We had an emergency staff meeting where we watched and cried as we saw our beloved towers fall, not knowing who we knew that was in that rubble or who had even started this unforeseen event. We would never be the same, from that moment forward.
Slowly the children were picked up. We were told not to say anything to our primary grade students and let their families take them home, hug them and explain what is happening in the world. I can’t even tell you if I remember getting home but I just remember hugging my daughters so tightly that I could not let go. We sat together in awe watching the news until their father arrived safe and sound. We had a quiet but not relaxing family dinner.

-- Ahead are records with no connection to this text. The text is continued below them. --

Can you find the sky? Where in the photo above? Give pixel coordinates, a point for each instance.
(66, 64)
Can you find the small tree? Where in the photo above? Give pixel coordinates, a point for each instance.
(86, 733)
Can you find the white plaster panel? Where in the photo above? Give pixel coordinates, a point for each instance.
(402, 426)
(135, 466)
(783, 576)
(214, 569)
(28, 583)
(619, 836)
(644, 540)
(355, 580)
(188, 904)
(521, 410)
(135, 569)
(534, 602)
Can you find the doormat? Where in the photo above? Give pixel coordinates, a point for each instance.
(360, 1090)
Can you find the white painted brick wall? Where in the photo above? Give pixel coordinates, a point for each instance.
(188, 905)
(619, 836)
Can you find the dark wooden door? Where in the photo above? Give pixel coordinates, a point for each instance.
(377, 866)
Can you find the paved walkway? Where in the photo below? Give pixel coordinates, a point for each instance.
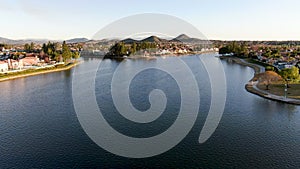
(262, 69)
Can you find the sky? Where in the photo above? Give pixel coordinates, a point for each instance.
(216, 19)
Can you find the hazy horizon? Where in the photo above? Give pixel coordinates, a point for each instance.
(216, 19)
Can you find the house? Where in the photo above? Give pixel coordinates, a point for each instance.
(13, 64)
(3, 66)
(29, 61)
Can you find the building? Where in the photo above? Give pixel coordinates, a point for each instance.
(3, 66)
(29, 61)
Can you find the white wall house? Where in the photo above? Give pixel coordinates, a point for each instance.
(3, 66)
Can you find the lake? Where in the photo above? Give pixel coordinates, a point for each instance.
(39, 127)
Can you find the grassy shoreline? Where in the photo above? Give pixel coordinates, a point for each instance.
(254, 89)
(34, 72)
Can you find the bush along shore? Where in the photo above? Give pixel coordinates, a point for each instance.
(33, 72)
(254, 85)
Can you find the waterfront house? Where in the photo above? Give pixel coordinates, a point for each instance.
(13, 64)
(3, 66)
(29, 61)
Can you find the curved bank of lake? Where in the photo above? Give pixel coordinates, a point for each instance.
(252, 86)
(38, 72)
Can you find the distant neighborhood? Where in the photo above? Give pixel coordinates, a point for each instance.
(280, 55)
(14, 58)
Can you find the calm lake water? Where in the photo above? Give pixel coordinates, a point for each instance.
(39, 127)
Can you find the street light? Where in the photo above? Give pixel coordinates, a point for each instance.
(285, 91)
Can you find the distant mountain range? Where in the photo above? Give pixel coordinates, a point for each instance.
(179, 39)
(153, 39)
(39, 41)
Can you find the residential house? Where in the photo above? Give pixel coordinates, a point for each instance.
(3, 66)
(13, 64)
(29, 61)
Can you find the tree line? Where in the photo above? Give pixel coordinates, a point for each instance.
(122, 49)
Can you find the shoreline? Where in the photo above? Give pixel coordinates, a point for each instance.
(251, 86)
(12, 77)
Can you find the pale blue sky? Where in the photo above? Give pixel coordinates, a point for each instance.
(216, 19)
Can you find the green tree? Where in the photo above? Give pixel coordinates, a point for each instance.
(292, 73)
(133, 48)
(27, 47)
(66, 53)
(76, 55)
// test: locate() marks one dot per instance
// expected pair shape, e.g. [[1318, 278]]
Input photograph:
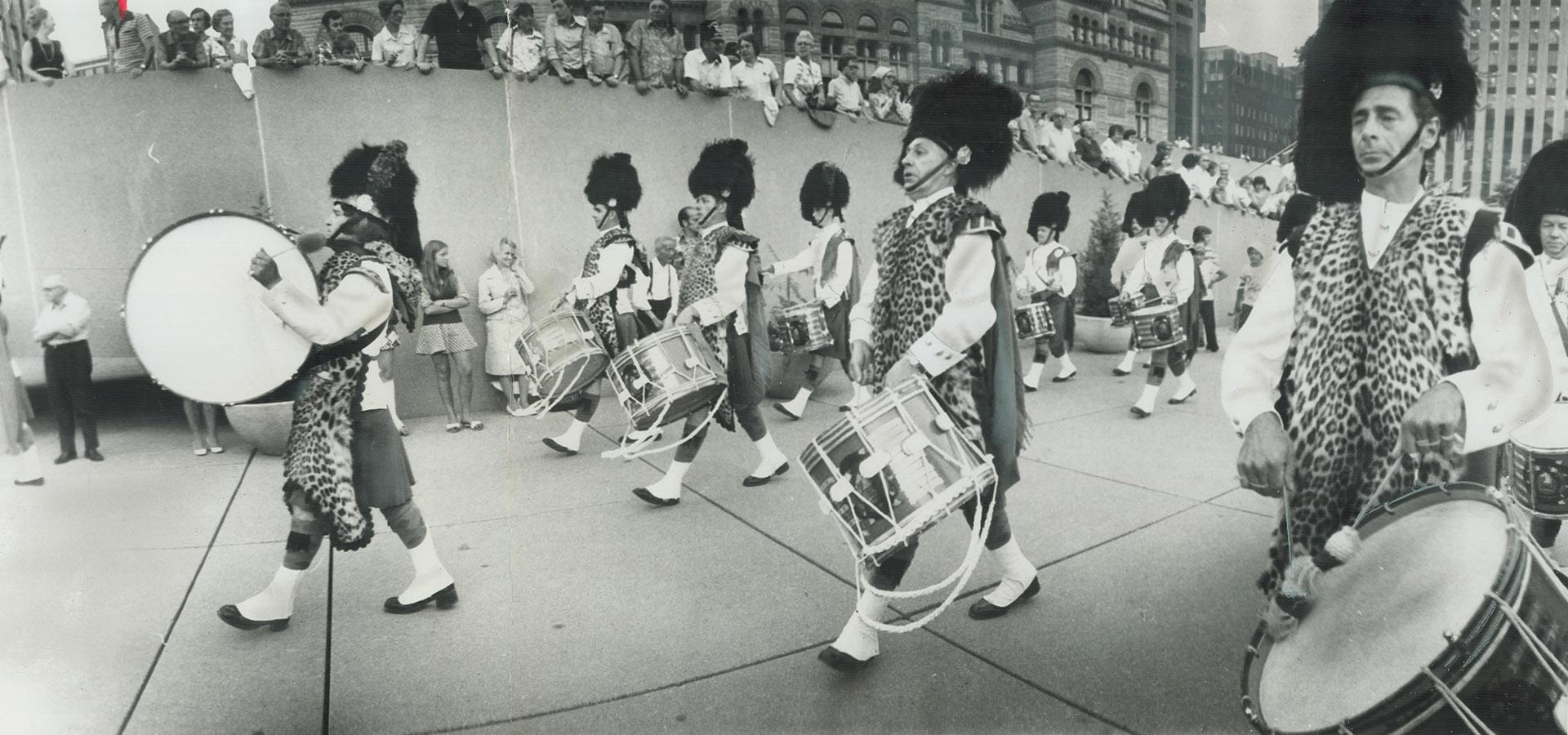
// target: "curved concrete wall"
[[95, 167]]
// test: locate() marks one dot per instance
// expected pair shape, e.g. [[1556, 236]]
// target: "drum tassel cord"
[[957, 580]]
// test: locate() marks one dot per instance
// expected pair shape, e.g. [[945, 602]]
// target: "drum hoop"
[[1465, 654], [146, 248]]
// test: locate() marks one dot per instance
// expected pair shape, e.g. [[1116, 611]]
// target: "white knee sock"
[[572, 438], [858, 638], [1018, 572], [668, 486], [430, 576], [1067, 366], [276, 600], [770, 457], [1147, 400]]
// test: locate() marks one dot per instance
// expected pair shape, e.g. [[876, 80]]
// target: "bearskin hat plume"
[[1542, 190], [613, 177], [964, 109], [1051, 212], [725, 170], [1165, 196], [381, 173], [825, 185], [1418, 44]]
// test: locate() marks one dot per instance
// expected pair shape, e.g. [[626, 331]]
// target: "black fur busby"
[[1165, 196], [1542, 190], [383, 185], [966, 109], [825, 185], [1418, 44], [1051, 212], [725, 170], [613, 177], [1129, 216]]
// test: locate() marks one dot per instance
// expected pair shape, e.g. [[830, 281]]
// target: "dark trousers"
[[1206, 314], [69, 373]]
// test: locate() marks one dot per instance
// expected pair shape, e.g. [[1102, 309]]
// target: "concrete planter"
[[1095, 334], [264, 425]]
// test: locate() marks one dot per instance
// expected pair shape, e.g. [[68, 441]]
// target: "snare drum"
[[1448, 608], [565, 354], [1034, 322], [1157, 327], [666, 376], [196, 318], [894, 467], [1539, 464], [799, 328]]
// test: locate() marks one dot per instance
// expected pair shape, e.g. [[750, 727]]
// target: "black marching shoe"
[[233, 617], [841, 660], [755, 482], [444, 599], [648, 497], [983, 610]]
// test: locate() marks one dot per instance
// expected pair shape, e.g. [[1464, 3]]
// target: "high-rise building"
[[1249, 102], [1518, 49]]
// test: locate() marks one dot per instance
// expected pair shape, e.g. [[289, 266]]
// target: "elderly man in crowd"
[[68, 366], [131, 39]]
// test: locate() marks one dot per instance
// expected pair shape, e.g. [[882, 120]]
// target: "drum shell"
[[1157, 328], [666, 376], [1487, 663], [1034, 320], [565, 353], [888, 510]]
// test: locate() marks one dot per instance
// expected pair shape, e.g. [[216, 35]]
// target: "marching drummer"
[[1540, 211], [835, 274], [930, 308], [1167, 273], [1402, 317], [612, 269], [1049, 276], [344, 452], [722, 296]]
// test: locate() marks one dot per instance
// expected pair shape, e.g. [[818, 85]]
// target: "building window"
[[1084, 95], [1143, 110]]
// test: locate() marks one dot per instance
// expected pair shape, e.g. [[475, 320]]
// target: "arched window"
[[1143, 110], [1084, 95]]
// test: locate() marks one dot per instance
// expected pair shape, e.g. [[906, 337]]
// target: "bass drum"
[[196, 318]]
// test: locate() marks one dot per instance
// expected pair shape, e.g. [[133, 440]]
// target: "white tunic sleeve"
[[1254, 361], [1512, 381]]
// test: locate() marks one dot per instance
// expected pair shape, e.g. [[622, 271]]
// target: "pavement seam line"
[[201, 564]]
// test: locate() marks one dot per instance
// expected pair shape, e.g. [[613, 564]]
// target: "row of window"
[[1136, 44]]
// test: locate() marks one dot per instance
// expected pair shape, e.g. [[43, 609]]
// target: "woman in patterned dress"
[[938, 305], [722, 295]]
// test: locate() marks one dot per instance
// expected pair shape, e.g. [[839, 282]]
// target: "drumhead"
[[1382, 618], [1547, 433], [195, 317]]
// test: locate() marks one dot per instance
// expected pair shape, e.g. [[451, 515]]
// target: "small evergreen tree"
[[1104, 243]]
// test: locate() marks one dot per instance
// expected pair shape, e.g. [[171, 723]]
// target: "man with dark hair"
[[461, 33]]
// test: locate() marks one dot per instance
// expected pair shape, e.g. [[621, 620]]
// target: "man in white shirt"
[[61, 329], [705, 68], [1424, 400]]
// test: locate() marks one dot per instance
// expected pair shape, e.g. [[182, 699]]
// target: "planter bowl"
[[264, 425], [1095, 334]]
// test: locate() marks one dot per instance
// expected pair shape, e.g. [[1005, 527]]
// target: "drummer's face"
[[1554, 235]]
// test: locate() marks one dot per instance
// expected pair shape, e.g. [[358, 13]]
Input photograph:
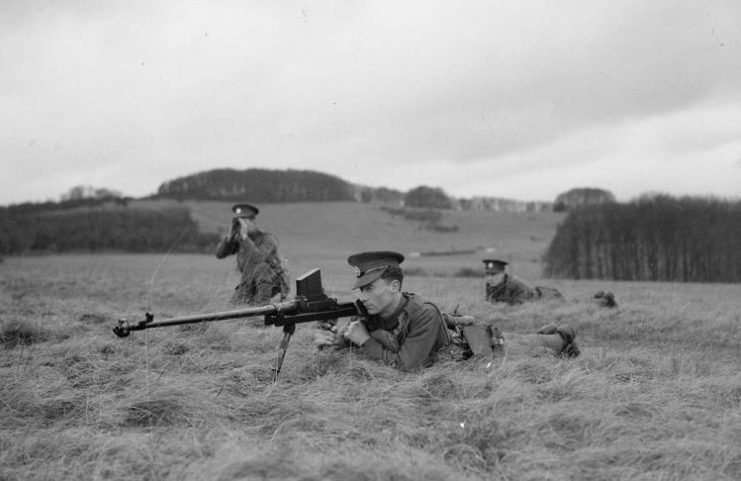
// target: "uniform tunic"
[[509, 289], [416, 332], [259, 265]]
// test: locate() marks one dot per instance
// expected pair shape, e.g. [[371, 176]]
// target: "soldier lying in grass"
[[402, 329]]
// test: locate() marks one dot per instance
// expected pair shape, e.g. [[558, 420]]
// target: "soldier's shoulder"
[[418, 305]]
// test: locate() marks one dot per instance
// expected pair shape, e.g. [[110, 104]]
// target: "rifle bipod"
[[288, 330]]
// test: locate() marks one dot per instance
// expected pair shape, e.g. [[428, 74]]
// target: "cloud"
[[127, 95]]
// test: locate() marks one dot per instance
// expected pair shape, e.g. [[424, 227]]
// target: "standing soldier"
[[258, 263], [501, 286]]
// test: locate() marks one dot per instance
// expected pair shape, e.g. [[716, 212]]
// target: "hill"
[[325, 233]]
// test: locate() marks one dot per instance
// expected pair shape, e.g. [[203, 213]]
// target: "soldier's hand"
[[357, 333]]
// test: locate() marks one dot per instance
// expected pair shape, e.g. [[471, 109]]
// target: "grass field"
[[656, 394]]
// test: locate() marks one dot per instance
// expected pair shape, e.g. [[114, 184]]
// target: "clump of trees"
[[655, 238], [258, 185], [101, 229], [582, 197], [428, 198]]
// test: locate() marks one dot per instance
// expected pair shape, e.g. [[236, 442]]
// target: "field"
[[655, 395]]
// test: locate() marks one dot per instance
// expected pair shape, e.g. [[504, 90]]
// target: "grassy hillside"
[[656, 393], [324, 234]]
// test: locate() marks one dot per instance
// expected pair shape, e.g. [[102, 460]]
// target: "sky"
[[522, 99]]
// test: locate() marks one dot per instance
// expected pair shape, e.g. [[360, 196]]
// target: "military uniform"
[[262, 275], [502, 286], [410, 339]]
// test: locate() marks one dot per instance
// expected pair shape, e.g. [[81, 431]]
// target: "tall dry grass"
[[655, 395]]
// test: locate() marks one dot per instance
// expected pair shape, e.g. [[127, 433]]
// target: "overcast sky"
[[510, 98]]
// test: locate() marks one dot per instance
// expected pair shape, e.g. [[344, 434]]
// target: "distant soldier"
[[405, 331], [501, 286], [605, 299], [261, 269]]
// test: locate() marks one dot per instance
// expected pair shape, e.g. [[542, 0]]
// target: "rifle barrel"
[[219, 316]]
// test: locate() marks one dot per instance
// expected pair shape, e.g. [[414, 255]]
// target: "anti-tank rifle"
[[310, 304]]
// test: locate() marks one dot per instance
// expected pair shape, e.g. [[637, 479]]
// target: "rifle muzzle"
[[123, 328]]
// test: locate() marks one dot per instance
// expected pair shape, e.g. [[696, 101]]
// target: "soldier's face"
[[247, 226], [380, 296], [494, 278]]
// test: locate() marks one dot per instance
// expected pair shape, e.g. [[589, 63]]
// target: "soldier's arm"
[[420, 341], [227, 247]]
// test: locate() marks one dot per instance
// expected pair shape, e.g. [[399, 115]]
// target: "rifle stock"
[[311, 304]]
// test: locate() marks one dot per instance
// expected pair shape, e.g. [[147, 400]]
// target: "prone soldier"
[[402, 329]]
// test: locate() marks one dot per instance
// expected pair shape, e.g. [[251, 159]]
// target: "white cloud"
[[474, 97]]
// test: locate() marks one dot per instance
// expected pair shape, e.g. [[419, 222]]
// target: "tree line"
[[258, 186], [101, 230], [654, 238]]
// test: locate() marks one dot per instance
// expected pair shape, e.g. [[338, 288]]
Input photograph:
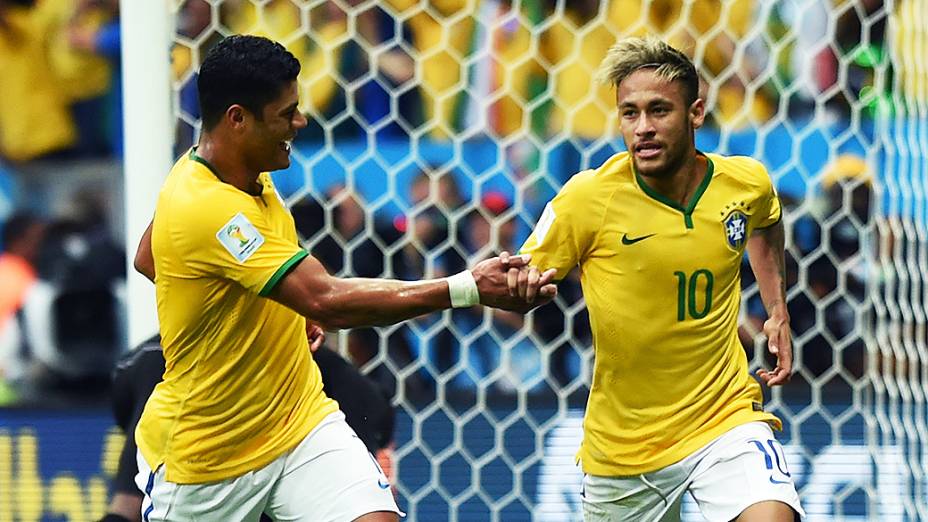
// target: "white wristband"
[[463, 290]]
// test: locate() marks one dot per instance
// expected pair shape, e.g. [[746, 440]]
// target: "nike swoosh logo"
[[632, 240]]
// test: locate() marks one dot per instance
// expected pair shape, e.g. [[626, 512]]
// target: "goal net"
[[440, 129]]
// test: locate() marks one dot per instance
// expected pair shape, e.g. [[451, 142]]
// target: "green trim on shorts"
[[281, 272]]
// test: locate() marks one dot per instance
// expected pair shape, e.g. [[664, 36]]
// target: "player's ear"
[[236, 116], [697, 113]]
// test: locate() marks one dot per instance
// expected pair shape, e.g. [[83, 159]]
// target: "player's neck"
[[681, 184], [227, 164]]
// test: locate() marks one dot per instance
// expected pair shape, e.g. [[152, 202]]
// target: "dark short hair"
[[16, 227], [249, 71]]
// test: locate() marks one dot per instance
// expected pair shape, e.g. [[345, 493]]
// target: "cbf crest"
[[735, 225]]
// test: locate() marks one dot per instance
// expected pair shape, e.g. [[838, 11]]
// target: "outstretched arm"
[[337, 303], [765, 251], [144, 260]]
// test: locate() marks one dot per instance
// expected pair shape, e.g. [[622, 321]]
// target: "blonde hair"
[[632, 54]]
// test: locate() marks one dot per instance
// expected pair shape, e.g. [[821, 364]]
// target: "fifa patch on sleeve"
[[544, 223], [240, 237]]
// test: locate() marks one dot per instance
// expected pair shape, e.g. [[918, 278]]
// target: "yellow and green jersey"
[[240, 387], [662, 287]]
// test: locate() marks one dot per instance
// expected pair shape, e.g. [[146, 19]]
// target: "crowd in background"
[[518, 74]]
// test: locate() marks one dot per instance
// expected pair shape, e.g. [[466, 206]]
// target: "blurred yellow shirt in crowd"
[[35, 116]]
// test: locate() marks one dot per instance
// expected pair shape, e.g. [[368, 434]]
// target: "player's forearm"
[[766, 254], [336, 303], [357, 302]]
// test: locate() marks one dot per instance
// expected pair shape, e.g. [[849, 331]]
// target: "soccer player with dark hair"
[[366, 406], [240, 424], [659, 232]]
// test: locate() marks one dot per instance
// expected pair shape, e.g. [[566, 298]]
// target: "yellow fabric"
[[35, 117], [319, 52], [240, 387], [443, 45], [82, 74], [909, 43], [662, 386]]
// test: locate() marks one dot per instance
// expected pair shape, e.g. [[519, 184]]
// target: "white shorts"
[[329, 477], [742, 467]]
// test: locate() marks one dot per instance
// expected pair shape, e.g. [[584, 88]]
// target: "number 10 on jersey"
[[687, 300]]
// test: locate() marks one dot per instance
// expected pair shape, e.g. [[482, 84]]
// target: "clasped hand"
[[510, 283]]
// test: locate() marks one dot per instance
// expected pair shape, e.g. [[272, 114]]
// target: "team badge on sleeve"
[[240, 237], [736, 229]]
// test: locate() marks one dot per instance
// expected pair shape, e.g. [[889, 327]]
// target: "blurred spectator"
[[474, 63], [350, 246], [21, 238], [35, 117], [72, 315], [94, 38]]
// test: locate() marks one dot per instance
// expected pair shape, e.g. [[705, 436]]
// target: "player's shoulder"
[[596, 182], [744, 167], [741, 171], [193, 192]]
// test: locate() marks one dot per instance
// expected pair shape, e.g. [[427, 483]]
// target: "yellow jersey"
[[240, 387], [662, 286]]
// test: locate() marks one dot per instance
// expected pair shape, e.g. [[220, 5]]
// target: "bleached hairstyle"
[[632, 54]]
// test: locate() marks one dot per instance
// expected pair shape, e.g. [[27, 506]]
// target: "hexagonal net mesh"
[[440, 129]]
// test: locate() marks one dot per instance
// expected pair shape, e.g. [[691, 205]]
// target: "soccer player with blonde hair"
[[659, 232]]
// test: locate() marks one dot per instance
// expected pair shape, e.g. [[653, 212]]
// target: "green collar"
[[688, 211]]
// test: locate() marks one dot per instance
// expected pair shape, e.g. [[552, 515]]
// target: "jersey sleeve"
[[565, 229], [228, 237], [768, 203]]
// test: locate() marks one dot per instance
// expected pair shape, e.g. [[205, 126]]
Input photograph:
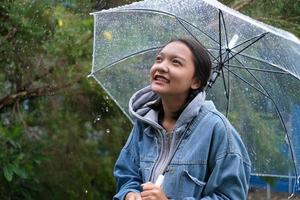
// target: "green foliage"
[[60, 134]]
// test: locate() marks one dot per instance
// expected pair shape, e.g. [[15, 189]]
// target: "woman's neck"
[[170, 108]]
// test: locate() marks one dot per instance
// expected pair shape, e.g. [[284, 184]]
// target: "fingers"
[[133, 196], [148, 186]]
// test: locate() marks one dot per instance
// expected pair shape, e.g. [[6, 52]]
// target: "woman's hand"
[[152, 192], [133, 196]]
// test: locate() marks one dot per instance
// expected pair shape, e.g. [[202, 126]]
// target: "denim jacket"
[[209, 162]]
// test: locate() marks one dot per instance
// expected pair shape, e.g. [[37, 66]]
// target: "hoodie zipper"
[[163, 155]]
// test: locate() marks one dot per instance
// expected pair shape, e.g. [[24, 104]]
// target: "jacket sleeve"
[[126, 169], [229, 166]]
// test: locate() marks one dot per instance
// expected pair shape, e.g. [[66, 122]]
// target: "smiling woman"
[[180, 136]]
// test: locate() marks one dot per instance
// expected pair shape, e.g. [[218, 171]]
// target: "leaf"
[[8, 172]]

After dinner we went to our church to pray for the safe return of Lieutenant Joseph Leavey, our beloved parishioner and friend who was working at his firehouse at the South Street seaport when the towers were hit. We prayed and prayed for his safety. Most of us knew he was not returning but we held onto that hope. We had just had a joyous Church barbeque two days prior and I remember sitting with him talking about school starting and our plans for the fall. Joe would never return home as would not eight other members of our Pelham community. These included two brothers, Joseph and Peter Shea, who were neighbors and their children were friends with mine. It included Month Horde who’s daughter Molly played softball with my daughter. Also, our chief of Police’s son did not return home. The stories continue and we lost 9 people in Pelham, New York where a beautiful memory garden with all their names stands tall.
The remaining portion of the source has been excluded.